Methods: : Parents and three siblings of a patient with CDSRR underwent detailed ophthalmological examination including Ganzfeld electroretinography (Roland Consult, Germany). Molecular genetic investigations included PCR amplification, sequencing of PCR products, SNP segregation analysis and qPCR for copy number determination, The patient is compound heterozygous for a large deletion (c.434_*30+154del, encompassing large parts of the gene) and a point mutation (c.442G>T, E148X) resulting in premature translation termination. Molecular genetic examinations were performed using direct sequencing and RT-PCR techniques.
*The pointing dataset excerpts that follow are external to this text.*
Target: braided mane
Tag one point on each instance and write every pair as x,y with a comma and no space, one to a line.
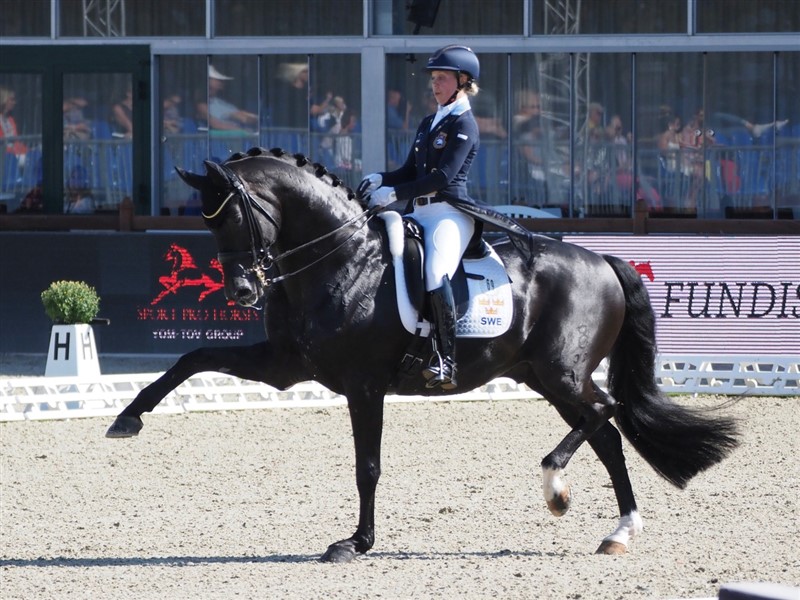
298,160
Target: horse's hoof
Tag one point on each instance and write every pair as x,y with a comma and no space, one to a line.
559,504
125,426
339,552
611,548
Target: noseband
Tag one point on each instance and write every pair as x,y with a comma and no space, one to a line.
262,257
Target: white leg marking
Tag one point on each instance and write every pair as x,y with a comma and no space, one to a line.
629,526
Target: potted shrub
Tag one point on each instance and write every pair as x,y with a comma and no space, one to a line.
72,306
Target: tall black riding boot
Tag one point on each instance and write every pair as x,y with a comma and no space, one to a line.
441,370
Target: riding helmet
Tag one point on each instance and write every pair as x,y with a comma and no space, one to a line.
455,58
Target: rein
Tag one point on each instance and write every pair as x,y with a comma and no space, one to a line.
263,260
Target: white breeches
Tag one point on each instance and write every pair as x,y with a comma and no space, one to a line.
447,234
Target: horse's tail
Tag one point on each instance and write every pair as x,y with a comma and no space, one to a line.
678,442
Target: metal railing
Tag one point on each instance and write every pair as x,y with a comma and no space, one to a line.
39,398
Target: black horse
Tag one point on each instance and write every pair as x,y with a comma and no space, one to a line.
289,234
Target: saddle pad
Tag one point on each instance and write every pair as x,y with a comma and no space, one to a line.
491,306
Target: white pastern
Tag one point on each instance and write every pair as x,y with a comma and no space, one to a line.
630,525
552,484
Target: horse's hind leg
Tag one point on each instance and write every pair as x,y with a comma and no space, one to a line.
590,416
607,445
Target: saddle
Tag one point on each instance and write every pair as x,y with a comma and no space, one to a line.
481,286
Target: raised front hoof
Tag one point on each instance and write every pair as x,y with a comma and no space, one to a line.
559,504
125,426
611,548
339,552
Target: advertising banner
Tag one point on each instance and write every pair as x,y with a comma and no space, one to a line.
716,295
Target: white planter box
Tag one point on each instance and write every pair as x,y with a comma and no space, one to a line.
72,352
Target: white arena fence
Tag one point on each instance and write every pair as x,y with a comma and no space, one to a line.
106,395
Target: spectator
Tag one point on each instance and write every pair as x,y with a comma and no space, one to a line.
693,140
594,117
290,105
33,201
397,112
621,160
172,119
669,141
337,148
78,197
76,125
529,140
122,115
8,127
220,114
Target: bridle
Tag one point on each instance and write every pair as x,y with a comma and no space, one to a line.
260,250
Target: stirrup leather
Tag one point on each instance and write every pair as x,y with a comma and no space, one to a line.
441,369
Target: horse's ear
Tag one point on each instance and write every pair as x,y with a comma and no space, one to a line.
217,176
192,179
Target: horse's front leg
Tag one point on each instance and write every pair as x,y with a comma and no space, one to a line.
366,416
257,363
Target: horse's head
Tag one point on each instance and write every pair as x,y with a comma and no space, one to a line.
244,228
271,201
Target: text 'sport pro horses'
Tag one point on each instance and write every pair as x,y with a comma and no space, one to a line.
288,234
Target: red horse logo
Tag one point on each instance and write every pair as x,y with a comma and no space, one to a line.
643,269
185,273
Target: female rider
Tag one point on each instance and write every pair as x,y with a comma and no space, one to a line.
433,180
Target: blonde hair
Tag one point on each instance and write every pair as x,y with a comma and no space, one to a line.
5,94
471,88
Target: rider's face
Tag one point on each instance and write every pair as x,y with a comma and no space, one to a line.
444,85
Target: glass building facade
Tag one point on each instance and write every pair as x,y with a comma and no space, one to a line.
586,106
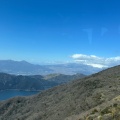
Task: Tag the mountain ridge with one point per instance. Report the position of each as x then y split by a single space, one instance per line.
61 102
26 68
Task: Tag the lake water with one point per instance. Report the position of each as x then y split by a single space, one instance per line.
6 94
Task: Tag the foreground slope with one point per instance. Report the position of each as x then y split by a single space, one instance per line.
63 102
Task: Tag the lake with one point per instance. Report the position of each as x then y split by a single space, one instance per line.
6 94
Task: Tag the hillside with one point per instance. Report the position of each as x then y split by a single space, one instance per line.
72 101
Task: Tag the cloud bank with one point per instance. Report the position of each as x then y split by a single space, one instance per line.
96 61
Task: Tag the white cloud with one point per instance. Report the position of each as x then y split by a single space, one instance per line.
96 61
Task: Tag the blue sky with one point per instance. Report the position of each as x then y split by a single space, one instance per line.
53 30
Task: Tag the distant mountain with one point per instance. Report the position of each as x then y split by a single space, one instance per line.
73 68
95 97
34 82
21 82
25 68
22 68
61 78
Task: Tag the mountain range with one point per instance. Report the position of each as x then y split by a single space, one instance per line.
34 82
26 68
95 97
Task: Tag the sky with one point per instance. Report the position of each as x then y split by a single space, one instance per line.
55 31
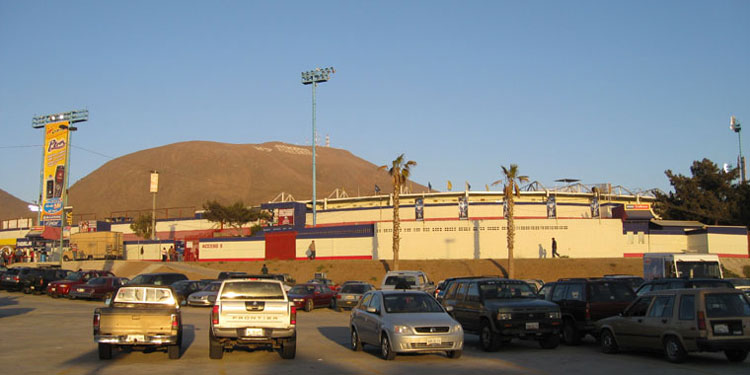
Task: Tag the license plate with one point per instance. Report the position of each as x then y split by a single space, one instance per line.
136 338
721 329
434 341
253 332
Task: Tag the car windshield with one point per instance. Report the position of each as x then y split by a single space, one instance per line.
410 303
252 290
97 281
499 290
302 289
727 305
355 289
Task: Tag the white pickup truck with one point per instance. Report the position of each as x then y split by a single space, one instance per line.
253 313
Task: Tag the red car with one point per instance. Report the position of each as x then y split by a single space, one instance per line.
310 296
98 287
61 288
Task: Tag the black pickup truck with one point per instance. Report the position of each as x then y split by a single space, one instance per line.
500 310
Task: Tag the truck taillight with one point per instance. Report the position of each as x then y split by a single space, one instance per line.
215 314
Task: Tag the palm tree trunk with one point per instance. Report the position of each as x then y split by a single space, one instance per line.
396 225
511 237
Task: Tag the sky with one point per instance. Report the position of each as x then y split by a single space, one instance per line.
602 91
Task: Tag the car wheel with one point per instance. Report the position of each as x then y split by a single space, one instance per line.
105 351
609 345
386 351
570 333
215 348
674 350
455 354
550 341
488 340
736 355
289 348
356 343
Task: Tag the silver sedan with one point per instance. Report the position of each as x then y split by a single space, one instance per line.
404 322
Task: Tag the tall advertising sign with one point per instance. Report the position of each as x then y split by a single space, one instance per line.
53 172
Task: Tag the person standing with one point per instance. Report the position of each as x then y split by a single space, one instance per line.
554 248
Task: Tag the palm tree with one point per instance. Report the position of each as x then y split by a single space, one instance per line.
399 171
512 186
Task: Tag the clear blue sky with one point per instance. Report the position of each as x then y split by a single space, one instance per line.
602 91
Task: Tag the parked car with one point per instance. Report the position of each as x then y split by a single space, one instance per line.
98 288
499 310
37 281
12 278
682 283
680 321
62 288
252 313
584 301
399 321
350 294
310 296
183 288
413 280
163 278
203 296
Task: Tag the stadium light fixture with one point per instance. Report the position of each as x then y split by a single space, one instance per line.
313 77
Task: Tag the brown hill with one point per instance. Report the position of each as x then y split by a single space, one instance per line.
13 208
191 173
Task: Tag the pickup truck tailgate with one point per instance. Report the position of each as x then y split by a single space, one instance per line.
244 313
135 321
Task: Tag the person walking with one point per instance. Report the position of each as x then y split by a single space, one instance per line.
554 248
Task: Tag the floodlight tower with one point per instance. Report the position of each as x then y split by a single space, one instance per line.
736 127
314 77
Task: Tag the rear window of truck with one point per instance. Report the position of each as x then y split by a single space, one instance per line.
252 290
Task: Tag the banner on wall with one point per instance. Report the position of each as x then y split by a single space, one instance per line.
463 208
53 172
419 209
551 207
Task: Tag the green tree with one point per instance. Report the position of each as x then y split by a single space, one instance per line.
399 171
709 196
512 185
141 226
235 215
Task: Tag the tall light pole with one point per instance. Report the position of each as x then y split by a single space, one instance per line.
734 125
314 77
56 197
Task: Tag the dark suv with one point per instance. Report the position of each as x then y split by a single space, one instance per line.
584 301
502 309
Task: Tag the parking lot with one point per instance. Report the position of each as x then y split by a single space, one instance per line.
39 334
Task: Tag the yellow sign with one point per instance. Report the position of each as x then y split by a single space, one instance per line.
56 137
Results: : Father and a brother of the index patient are heterozygous for the large deletion; mother and a sister are heterozygous for the point mutation. The two other siblings carry no mutation in the KCNV2 gene. All examined relatives have good visual function, photopic ERGs were normal. The carriers of the point mutation have moderately increased scotopic maximal b-wave amplitudes (628 ± 21.3 µV) and b/a ratios (above 1.8, mean 1.93 ± 0.17) compared to the other family members (560 ± 63.8 µV; 1.49 ± 0.17; analogous to the normal values).

Conclusions: : The markedly altered electrophysiological responses of the carriers of the c.442G>T point mutations implies that in spite of the premature termination, the truncated Kv8.2 protein bears some dominant negative inhibitory effect on the voltage-gated potassium channel.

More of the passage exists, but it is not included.